Ouganda du Nord : Le chef du Ker Kwero Acholi dit NON à la violence sexiste
Lors de la cérémonie de lancement, son Altesse royale Rwot David Onen Ocana (centre), a lancé une campagne de six mois pour mettre fin à la violence sexiste chez les Acholis, et a souligné qu’il convient d’accorder la plus haute priorité aux besoins spécifiques des femmes dans la période de consolidation de la paix et de reconstruction de l’Ouganda du Nord.
Le 15 mars 2010, lors de la cérémonie de lancement des Principes acholis sur les relations entre les sexes et sexuelles – une série de normes culturelles acholies compilées en consultation avec les chefs, les dirigeants traditionnels, les leaders d’opinion et le peuple acholi d’Ouganda du Nord – son Altesse royale Rwot David Onen Ocana, Chef suprême du peuple acholi, a annoncé : « Je me dissocie aujourd’hui de quiconque utilise notre culture pour justifier la violence contre les femmes. Les hommes qui commettent des violences contre les femmes sont des lâches ».
Lors de la cérémonie de lancement, son Altesse royale Rwot David Onen Ocana, chef du Ker Kwero Acholi, une organisation regroupant les dirigeants traditionnels du peuple acholi, a souligné qu’il convient d’accorder la plus haute priorité aux besoins spécifiques des femmes dans la période de consolidation de la paix et de reconstruction de l’Ouganda du Nord. Il a annoncé une campagne de six mois de Tolérance zéro par rapport à la violence sexiste chez les Acholis, entrant dans le cadre de la campagne mondiale du Secrétaire général des Nations Unies, Tous UNiS pour mettre fin à la violence contre les femmes, afin de renforcer les mesures et la prise de conscience sur la question.

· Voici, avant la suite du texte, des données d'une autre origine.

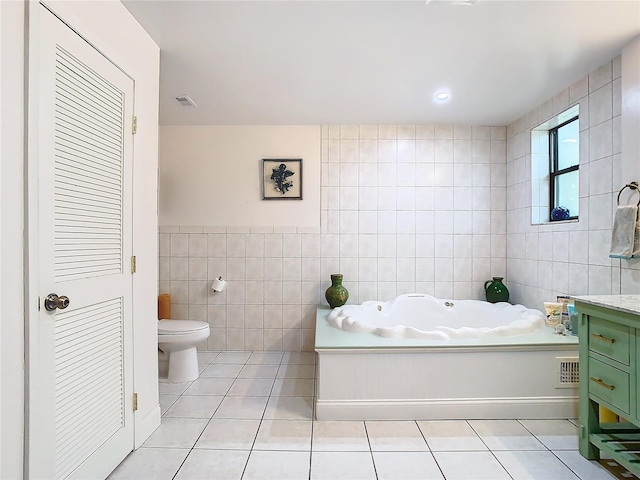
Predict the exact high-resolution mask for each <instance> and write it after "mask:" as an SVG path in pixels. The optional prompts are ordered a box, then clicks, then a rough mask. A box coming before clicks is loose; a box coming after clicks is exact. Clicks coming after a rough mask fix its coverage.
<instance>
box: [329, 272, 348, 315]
mask: <svg viewBox="0 0 640 480" xmlns="http://www.w3.org/2000/svg"><path fill="white" fill-rule="evenodd" d="M324 298H326V299H327V303H329V306H330V307H331V308H336V307H341V306H342V305H344V304H345V303H347V300H348V299H349V292H348V291H347V289H346V288H344V287H343V286H342V274H341V273H334V274H332V275H331V286H330V287H329V288H327V291H326V292H324Z"/></svg>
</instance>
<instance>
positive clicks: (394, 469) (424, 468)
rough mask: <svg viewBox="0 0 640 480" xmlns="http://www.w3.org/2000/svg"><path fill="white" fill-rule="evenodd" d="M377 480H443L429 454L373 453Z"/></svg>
mask: <svg viewBox="0 0 640 480" xmlns="http://www.w3.org/2000/svg"><path fill="white" fill-rule="evenodd" d="M373 462H374V464H375V466H376V473H377V474H378V480H399V479H402V480H435V479H440V480H442V479H444V477H443V476H442V473H441V472H440V469H439V468H438V464H437V463H436V461H435V459H434V458H433V455H432V454H431V453H430V452H373Z"/></svg>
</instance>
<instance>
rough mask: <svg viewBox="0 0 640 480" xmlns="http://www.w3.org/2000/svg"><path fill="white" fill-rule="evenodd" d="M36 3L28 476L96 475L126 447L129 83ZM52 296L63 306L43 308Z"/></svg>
mask: <svg viewBox="0 0 640 480" xmlns="http://www.w3.org/2000/svg"><path fill="white" fill-rule="evenodd" d="M39 9H40V15H39V22H40V25H39V31H40V39H39V40H40V41H39V44H38V45H39V49H40V51H39V52H38V58H39V60H38V67H37V68H38V70H37V74H38V76H39V89H38V95H39V98H38V107H37V115H38V162H39V165H38V179H37V181H38V197H39V198H38V205H39V209H38V212H37V216H38V222H37V225H38V238H39V249H38V251H39V254H38V258H37V263H38V269H39V274H40V280H39V287H38V294H39V295H40V298H41V308H40V313H39V317H40V318H39V326H38V332H37V336H38V348H37V349H36V351H34V352H32V353H31V354H30V359H31V360H32V361H35V362H36V363H35V364H33V365H32V367H31V369H33V368H36V369H37V371H36V372H33V373H34V374H35V375H34V376H33V377H32V380H31V383H32V384H31V385H30V396H31V397H32V398H31V399H30V407H35V408H36V409H38V408H40V409H41V410H38V411H37V412H36V413H34V416H33V417H32V416H30V418H32V419H36V420H37V419H40V420H41V421H39V422H37V423H36V424H33V422H31V423H32V424H31V425H30V432H29V433H30V440H32V441H30V448H29V455H30V462H29V464H30V465H29V466H30V473H31V475H30V476H33V477H45V478H56V479H58V478H82V479H86V478H105V477H106V475H108V474H109V473H110V472H111V470H113V468H115V467H116V466H117V465H118V464H119V463H120V461H121V460H122V459H123V458H124V457H125V456H126V455H127V454H128V453H129V452H130V451H131V450H132V449H133V407H132V404H133V390H132V371H133V370H132V361H133V355H132V318H131V303H132V298H131V297H132V293H131V292H132V279H131V244H132V230H131V222H132V220H131V198H132V196H131V189H132V185H131V180H132V179H131V175H132V162H133V156H132V155H133V151H132V150H133V142H132V118H133V88H134V84H133V80H132V79H131V78H129V77H128V76H127V75H126V74H124V73H123V72H122V71H121V70H120V69H118V68H117V67H116V66H115V65H114V64H113V63H111V62H110V61H109V60H108V59H107V58H105V57H104V56H103V55H102V54H101V53H100V52H98V51H97V50H96V49H95V48H93V47H92V46H91V45H89V44H88V43H87V42H86V41H84V40H83V39H82V38H81V37H80V36H79V35H78V34H76V33H74V32H73V31H72V30H71V29H70V28H69V27H68V26H66V25H65V24H64V23H63V22H62V21H60V20H59V19H57V18H56V17H55V16H54V15H53V14H51V12H49V11H48V10H46V8H44V7H43V6H40V7H39ZM51 293H54V294H57V295H58V296H66V297H68V299H69V306H68V307H66V308H61V307H63V306H64V305H62V304H60V305H58V308H55V309H53V310H52V311H47V309H46V308H45V303H44V298H45V297H46V296H47V295H49V294H51ZM31 345H33V343H32V344H31ZM31 371H32V370H31ZM30 373H31V372H30ZM34 381H35V382H36V384H35V385H34V384H33V382H34ZM34 396H35V398H34ZM40 435H42V437H43V438H42V439H34V438H33V437H34V436H40Z"/></svg>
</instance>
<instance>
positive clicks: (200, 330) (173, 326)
mask: <svg viewBox="0 0 640 480" xmlns="http://www.w3.org/2000/svg"><path fill="white" fill-rule="evenodd" d="M208 328H209V324H208V323H206V322H198V321H195V320H159V321H158V335H190V334H192V333H195V332H200V331H202V330H207V329H208Z"/></svg>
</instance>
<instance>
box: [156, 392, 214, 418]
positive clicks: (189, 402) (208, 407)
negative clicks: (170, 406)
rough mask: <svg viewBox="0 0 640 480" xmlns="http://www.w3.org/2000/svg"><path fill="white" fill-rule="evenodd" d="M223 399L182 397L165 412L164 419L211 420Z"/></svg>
mask: <svg viewBox="0 0 640 480" xmlns="http://www.w3.org/2000/svg"><path fill="white" fill-rule="evenodd" d="M223 398H224V397H223V396H221V395H195V396H188V395H182V396H181V397H180V399H179V400H178V401H177V402H175V403H174V404H173V406H172V407H171V408H170V409H169V410H167V413H166V414H165V416H166V417H183V418H211V417H212V416H213V414H214V413H215V411H216V409H217V408H218V406H219V405H220V402H222V399H223Z"/></svg>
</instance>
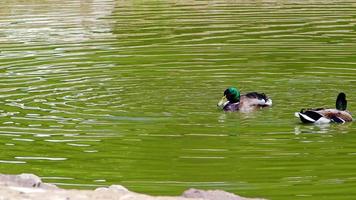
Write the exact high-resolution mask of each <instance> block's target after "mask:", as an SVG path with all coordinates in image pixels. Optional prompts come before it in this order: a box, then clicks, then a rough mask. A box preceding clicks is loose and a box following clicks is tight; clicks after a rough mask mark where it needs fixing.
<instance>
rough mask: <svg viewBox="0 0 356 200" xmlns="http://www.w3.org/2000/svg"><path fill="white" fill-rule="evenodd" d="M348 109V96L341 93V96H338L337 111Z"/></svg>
mask: <svg viewBox="0 0 356 200" xmlns="http://www.w3.org/2000/svg"><path fill="white" fill-rule="evenodd" d="M346 107H347V100H346V94H345V93H343V92H341V93H339V95H337V99H336V109H338V110H346Z"/></svg>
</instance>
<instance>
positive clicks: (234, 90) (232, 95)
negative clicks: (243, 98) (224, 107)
mask: <svg viewBox="0 0 356 200" xmlns="http://www.w3.org/2000/svg"><path fill="white" fill-rule="evenodd" d="M239 101H240V91H239V90H238V89H237V88H234V87H229V88H227V89H226V90H225V91H224V96H223V97H222V99H221V100H220V101H219V103H218V106H219V107H221V108H224V106H225V105H226V104H227V103H229V102H230V103H237V102H239Z"/></svg>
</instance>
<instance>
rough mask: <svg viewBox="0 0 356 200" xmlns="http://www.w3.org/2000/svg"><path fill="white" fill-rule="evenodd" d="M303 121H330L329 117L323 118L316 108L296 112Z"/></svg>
mask: <svg viewBox="0 0 356 200" xmlns="http://www.w3.org/2000/svg"><path fill="white" fill-rule="evenodd" d="M296 116H297V117H299V118H300V120H301V121H302V122H303V123H330V119H327V118H325V117H324V116H323V115H322V114H320V113H319V112H318V111H316V110H307V111H303V110H302V111H301V112H298V113H296Z"/></svg>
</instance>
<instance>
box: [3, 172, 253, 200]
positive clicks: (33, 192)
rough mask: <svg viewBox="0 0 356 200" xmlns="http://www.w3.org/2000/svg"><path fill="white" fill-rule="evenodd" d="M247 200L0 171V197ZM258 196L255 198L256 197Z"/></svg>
mask: <svg viewBox="0 0 356 200" xmlns="http://www.w3.org/2000/svg"><path fill="white" fill-rule="evenodd" d="M10 199H11V200H12V199H16V200H34V199H36V200H48V199H51V200H72V199H73V200H94V199H95V200H98V199H100V200H249V199H252V198H244V197H240V196H238V195H235V194H232V193H228V192H225V191H221V190H207V191H205V190H197V189H189V190H187V191H185V192H184V193H183V194H182V196H179V197H178V196H177V197H167V196H149V195H144V194H138V193H135V192H131V191H129V190H127V189H126V188H125V187H123V186H120V185H112V186H110V187H106V188H104V187H101V188H97V189H95V190H66V189H61V188H58V187H57V186H55V185H53V184H48V183H43V182H42V181H41V179H40V178H39V177H37V176H35V175H33V174H21V175H2V174H0V200H10ZM255 200H257V199H255Z"/></svg>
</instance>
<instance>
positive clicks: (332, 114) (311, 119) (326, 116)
mask: <svg viewBox="0 0 356 200" xmlns="http://www.w3.org/2000/svg"><path fill="white" fill-rule="evenodd" d="M346 107H347V100H346V95H345V93H342V92H341V93H339V95H338V96H337V98H336V109H330V108H328V109H325V108H316V109H302V110H301V111H300V112H296V113H295V116H296V117H298V118H300V120H301V121H302V122H303V123H318V124H324V123H333V122H334V123H342V124H343V123H345V122H351V121H352V120H353V119H352V116H351V113H350V112H348V111H347V110H346Z"/></svg>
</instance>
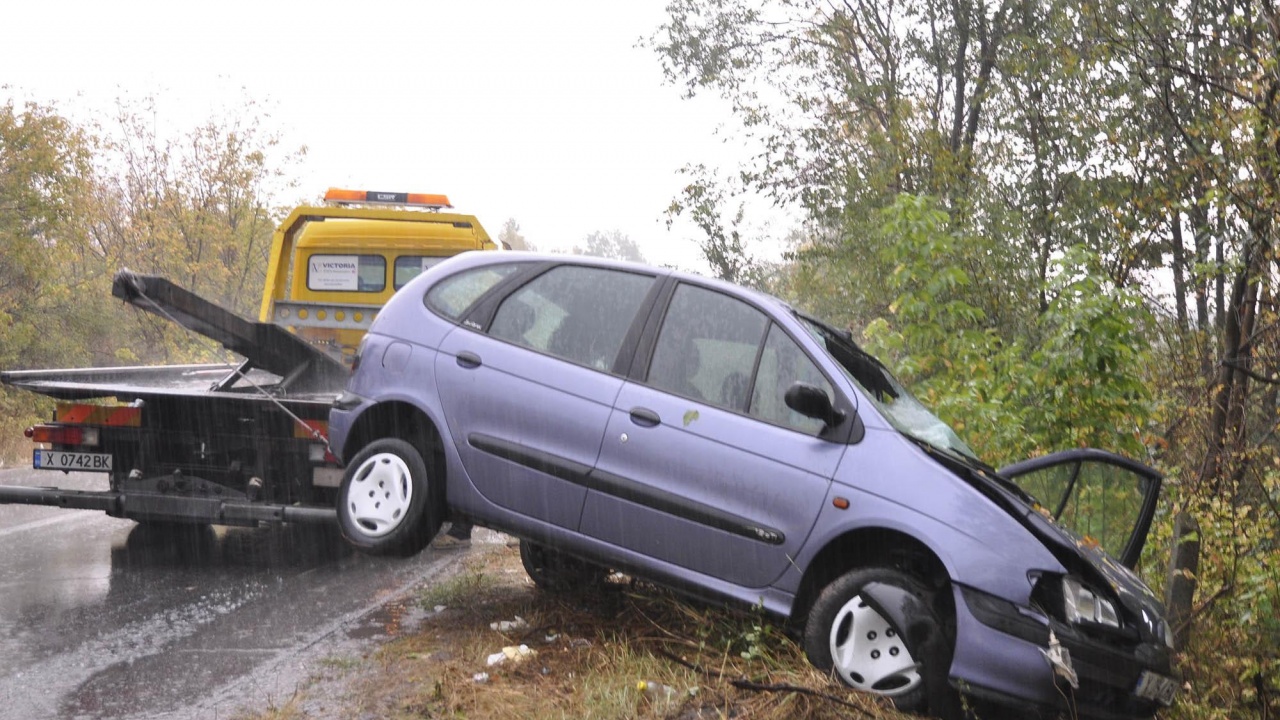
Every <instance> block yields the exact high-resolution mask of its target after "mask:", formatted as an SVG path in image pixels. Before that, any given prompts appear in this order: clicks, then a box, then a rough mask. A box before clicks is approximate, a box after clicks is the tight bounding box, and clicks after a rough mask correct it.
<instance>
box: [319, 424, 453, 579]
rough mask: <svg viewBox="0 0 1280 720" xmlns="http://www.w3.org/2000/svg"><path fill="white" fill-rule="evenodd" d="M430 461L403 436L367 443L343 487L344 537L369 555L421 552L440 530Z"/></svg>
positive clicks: (343, 480) (339, 488)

Lors de la signature de l’appel Dites NON – Tous UNiS pour faire de la fin de la violence contre les femmes une des toutes premières priorités, son Altesse royale a demandé instamment aux autorités nationales et des districts de la région de décréter des lois et des ordonnances qui renforceraient les Principes acholis sur les relations entre les sexes et sexuelles et d’accroître la collaboration entre l’administration et les autorités traditionnelles en vue d’assurer que les femme puissent participer et bénéficier pleinement au programme de relèvement de l’Ouganda du Nord.
Si les principes acholis sont en cours d’élaboration et doivent être mis en pleine conformité avec les standards nationaux et internationaux en matière de droits fondamentaux des femmes, Meryem Aslan, Directrice de programme régional de l’UNIFEM pour l’Afrique de l’Est et la corne de l’Afrique, s’est félicitée de ce processus, qui constitue une mesure significative en faveur des droits de la femme à négocier, définir et forger la culture.
Au cours de la cérémonie, les chefs de l’Alur, de Teso et de Lango ont invité les partenaires et parties prenantes travaillant à Acholiland à coopérer pour mettre fin à la violence sexiste dans leurs propres domaines, faisant tous passer le même message selon lequel la violence ne fait pas partie de leur culture. Une délégation du cabinet du Premier ministre était présente à la cérémonie, ainsi que des représentants des agences des Nations Unies, de la communauté des donateurs et des organisations de la société civile.
Acholiland, en Ouganda du Nord, comprend cinq domaines qui ont été l’épicentre de l’insurrection de l’Armée de résistance du Seigneur contre le gouvernement ougandais. Un accord de cessation des hostilités a été signé en 2006 et ouvert la voie à des pourparlers de paix ainsi qu’au retour de la population, dont environ 80% avait vécu dans des camps pendant l’insurrection. Les femmes des communautés de réinstallation sont confrontées à de nombreux défis liés aux litiges fonciers et à des niveaux élevés de violence sexiste.